Despite huge successes on a wide range of tasks, neural networks are known to sometimes struggle to generalise to unseen data. Many approaches have been proposed over the years to promote the generalisation ability of neural networks, collectively known as regularisation techniques. These are used as common practice under the assumption that any regularisation added to the pipeline would result in a performance improvement. In this study, we investigate whether this assumption holds in practice. First, we provide a broad review of regularisation techniques, including modern theories such as double descent. We propose a taxonomy of methods under four broad categories, namely: (1) data-based strategies, (2) architecture strategies, (3) training strategies, and (4) loss function strategies.

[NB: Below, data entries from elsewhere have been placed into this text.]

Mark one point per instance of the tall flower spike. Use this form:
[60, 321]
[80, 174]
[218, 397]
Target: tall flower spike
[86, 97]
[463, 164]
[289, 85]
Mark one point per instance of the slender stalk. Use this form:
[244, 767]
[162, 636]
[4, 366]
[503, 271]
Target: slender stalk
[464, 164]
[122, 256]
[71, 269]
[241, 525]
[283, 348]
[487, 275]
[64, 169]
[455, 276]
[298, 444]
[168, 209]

Notably, we highlight the contradictions and correspondences between the approaches in these broad classes. Further, we perform an empirical comparison of the various regularisation techniques on classification tasks for ten numerical and image datasets applied to the multi-layer perceptron and convolutional neural network architectures. Results show that the efficacy of regularisation is dataset-dependent. For example, the use of a regularisation term only improved performance on numeric datasets, whereas batch normalisation improved performance on image datasets only. Generalisation is crucial to machine learning; thus, understanding the effects of applying regularisation techniques, and considering the connections between them is essential to the appropriate use of these methods in practice.